In a multithreaded application, PyMongo's connection pool may have multiple sockets in it, so we don't promise that you'll use the same socket for the update and for the find_one. Yet you're still guaranteed read-your-writes consistency: the change you wrote to the document is reflected in the version of the document you subsequently read with find_one. PyMongo accomplishes this consistency by waiting for MongoDB to acknowledge the update operation before it sends the find_one query. (I explained last year how acknowledgment works in PyMongo.)

There's another way to get read-your-writes consistency: you can send both the update and the find_one over the same socket, to ensure MongoDB processes them in order. In this case, you can tell PyMongo not to request acknowledgment for the update with the w=0 option:

# Reserve one socket for this thread.
with client.start_request():
    collection.update(
        {'_id': 1},
        {'$inc': {'n': 1}},
        w=0)

    print collection.find_one({'_id': 1})

If you set PyMongo's auto_start_request option it will call start_request for you. In that case you'd better let the connection pool grow to match the number of threads by removing its max_pool_size:

client = pymongo.MongoClient(
    auto_start_request=True,
    max_pool_size=None)

(See my article on requests for details.)

So, to answer the user's question: If there are two ways to get read-your-writes consistency, which should you use?

The Answer

You should accept PyMongo's default settings: use acknowledged writes. Here's why:

Number of sockets: A multithreaded Python program that uses w=0 and auto_start_request needs more connections to the server than does a program that uses acknowledged writes instead. With auto_start_request we have to reserve a socket for every application thread, whereas without it, threads can share a pool of connections smaller than the total number of threads.

Back pressure: If the server becomes very heavily loaded, a program that uses w=0 won't know the server is loaded because it doesn't wait for acknowledgments. In contrast, the server can exert back pressure on a program using acknowledged writes: the program can't continue to write to the server until the server has completed and acknowledged the writes currently in progress.

Error reporting: If you use w=0, your application won't know whether the writes failed due to some error on the server. For example, an insert might cause a duplicate-key violation. Or you might try to increment a field in a document, but the server rejects the operation because the field isn't a number. By default PyMongo raises an exception under these circumstances so your program doesn't continue blithely on, but if you use w=0 such errors pass silently.

Consistency: Acknowledged writes guarantee read-your-writes consistency, whether you're connected to a mongod or to a mongos in a sharded cluster.
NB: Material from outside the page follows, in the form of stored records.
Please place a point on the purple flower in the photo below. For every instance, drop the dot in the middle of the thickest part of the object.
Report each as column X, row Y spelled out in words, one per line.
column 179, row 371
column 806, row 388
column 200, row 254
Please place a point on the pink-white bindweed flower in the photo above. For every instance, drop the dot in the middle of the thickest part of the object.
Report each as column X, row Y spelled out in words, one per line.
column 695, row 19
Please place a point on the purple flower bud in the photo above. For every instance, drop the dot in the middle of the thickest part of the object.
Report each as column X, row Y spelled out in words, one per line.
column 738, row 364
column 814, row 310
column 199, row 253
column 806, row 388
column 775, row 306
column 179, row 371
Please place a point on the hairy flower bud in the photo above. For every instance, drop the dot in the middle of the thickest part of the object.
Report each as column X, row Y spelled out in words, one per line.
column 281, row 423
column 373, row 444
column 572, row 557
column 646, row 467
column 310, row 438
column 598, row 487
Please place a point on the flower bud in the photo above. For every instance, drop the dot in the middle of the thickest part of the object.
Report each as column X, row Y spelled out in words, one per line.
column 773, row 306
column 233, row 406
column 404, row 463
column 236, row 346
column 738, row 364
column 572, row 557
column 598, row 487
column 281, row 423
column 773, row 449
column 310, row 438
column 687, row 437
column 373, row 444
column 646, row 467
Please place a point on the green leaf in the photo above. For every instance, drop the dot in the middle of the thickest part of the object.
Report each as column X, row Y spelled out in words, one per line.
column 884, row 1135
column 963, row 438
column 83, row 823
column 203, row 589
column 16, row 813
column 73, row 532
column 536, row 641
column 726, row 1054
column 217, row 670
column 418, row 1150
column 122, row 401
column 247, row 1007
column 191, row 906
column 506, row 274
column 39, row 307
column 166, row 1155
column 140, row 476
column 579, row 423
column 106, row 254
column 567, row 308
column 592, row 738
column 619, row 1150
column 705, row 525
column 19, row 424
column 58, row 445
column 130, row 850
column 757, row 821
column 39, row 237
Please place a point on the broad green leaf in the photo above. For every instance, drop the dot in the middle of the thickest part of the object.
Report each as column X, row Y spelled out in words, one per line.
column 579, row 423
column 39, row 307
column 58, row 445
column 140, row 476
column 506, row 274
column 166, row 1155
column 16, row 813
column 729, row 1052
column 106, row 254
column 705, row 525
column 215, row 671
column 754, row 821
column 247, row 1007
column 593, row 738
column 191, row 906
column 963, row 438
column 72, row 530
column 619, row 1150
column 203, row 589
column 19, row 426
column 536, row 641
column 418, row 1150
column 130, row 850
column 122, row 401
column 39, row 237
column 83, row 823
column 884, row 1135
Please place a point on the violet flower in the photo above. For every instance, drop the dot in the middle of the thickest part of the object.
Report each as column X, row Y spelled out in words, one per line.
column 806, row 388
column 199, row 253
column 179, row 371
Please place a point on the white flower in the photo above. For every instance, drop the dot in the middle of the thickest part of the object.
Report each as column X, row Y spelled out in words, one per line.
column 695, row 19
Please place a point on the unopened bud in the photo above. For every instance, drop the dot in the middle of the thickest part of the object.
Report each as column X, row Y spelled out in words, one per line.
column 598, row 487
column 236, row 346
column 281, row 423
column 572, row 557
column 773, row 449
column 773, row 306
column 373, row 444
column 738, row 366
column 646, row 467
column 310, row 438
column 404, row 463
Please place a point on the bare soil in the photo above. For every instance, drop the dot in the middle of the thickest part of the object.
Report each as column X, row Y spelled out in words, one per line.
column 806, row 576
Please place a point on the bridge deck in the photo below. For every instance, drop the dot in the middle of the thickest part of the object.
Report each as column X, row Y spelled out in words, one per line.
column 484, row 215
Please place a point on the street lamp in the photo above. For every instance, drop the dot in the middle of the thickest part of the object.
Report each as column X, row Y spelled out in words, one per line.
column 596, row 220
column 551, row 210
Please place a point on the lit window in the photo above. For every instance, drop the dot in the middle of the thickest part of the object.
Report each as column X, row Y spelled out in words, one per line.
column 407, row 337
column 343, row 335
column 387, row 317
Using w=0 with auto_start_request also guarantees read-your-writes consistency, but only if you're connected to a mongod. If you're connected to a mongos, using w=0 with auto_start_request does not guarantee any consistency, because some writes may be queued in the writeback listener and complete asynchronously. Waiting for acknowledgment ensures that all writes have really been completed in the cluster before your program proceeds.

Forwards compatibility with MongoDB: The next version of the MongoDB server will offer a new implementation for insert, update, and delete, which will diminish the performance boost of w=0.

Forwards compatibility with PyMongo: You can tell by now that we're not big fans of auto_start_request. We're likely to remove it from PyMongo in version 3.0, so you're better off not relying on it.

Conclusion

In short, you should just accept PyMongo's default settings: acknowledged writes with auto_start_request=False. There are many disadvantages and almost no advantages to w=0 with auto_start_request, and in the near future these options will be diminished or removed anyway.